An informal Inquirer survey of colleges in Pennsylvania and New Jersey found 13 with on-campus polling places. Eleven more have polls within a few blocks, including Bryn Mawr College, where students vote at a nearby church, and Widener University, where they vote at an adjacent elementary school.
Ten others reported polls farther away and said they ran shuttles. That includes Villanova University, also in Delaware County, where students have several designated off-campus voting sites. Drexel and the University of Pennsylvania have polls on campus; Temple does not.
Sometimes, a community seeks a campus.
"We were asked by the city and the county if Rutgers could serve as a polling place for the city of Camden, and we readily agreed," said Rutgers-Camden spokesperson Mike Sepanic.
Other times, it's the college. Muhlenberg had been unhappy that students waited hours at its assigned polling place, a local high school, said Michele Moser Deegan, a political science professor. So professors at the Allentown college developed a relationship with the county election board, supplied students to work the polls, and successfully lobbied to get on-campus polls.
Student voter participation varies widely by campus. Some cast absentee ballots at home; others register at their campus address and vote locally.
In the 2016 presidential election, nearly 89 percent of the 589 Haverford students registered locally voted, said Zach Oberfield, an associate professor of political science. Turnout was smaller in the 2017 general election and 2018 primary.
But Haverford faculty and students who have pushed for on-campus voting believe it could grow.
Benjamin Roodman, 18, a freshman, who registered to vote at Haverford, said he would "be slightly less certain" he'd vote if he had to travel to Coopertown Elementary.
"I would definitely feel more engaged if it was here on campus," said Roodman, of Washington, D.C.
The move would make it easier for residents, too, said Maggie Wright, 68, a Democratic committeewoman who lives in the precinct.
"We could walk," she said. "Right now, we have to drive."
The college currently runs shuttles, but it means students who have heavy academic loads must commit an hour or more to ride, vote, and return.
Delaware County political battle
Haverford's most recent round of efforts to bring a poll to campus began in 2017 when the college supported a proposal to use the nearby Haverford Friends Meeting House. The election board rejected it, citing lack of parking and traffic on Buck Lane Road. Last September, the college offered its gymnasium and garnered support for the move from the two local neighborhoods — Haverford Village and Valley View — that are in the precinct; the board said parking, 148 yards away, wasn't close enough to the entrance and voters would have to cross a 13-mph campus road with speed bumps.

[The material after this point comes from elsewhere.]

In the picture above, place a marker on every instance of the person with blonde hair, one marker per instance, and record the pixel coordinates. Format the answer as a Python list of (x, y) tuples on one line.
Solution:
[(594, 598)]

The 1,300-student college countered by offering golf-cart service and an officer to direct traffic.
Still, the proposal was rejected.
Haverford officials hope a new application, which would relocate the poll to the campus facilities building with closer parking and no road to cross, will be approved when the board meets later this month.
"This change," Kim Benston, president of Haverford, wrote to the board, "will serve not only the majority of the voters in the 5-3 precinct, who are students at Haverford College, but also non-student voters whose experience the college guarantees will be easy and pleasant."
The election board has been mum. Laureen T. Hagan, chief clerk of the Bureau of Elections, said it wouldn't be appropriate for the board "to comment … on any matters currently pending before the board."
Last November, two Democrats won seats on the county council. But the GOP-controlled council rejected their suggested nominees for chairman of the election board, which under the home-rule charter goes to the party with the most votes in the previous election. Instead, it installed a registered Democrat who is a former Republican Party municipal leader.
In May, the election board tabled Haverford's latest proposal after the new chairman expressed concerns.
Democratic County Councilman Brian Zidek said the Haverford request is being held hostage in a political power play and should be approved.
"We want to make it easier for people to vote," he said, "whether they're 18 or 80."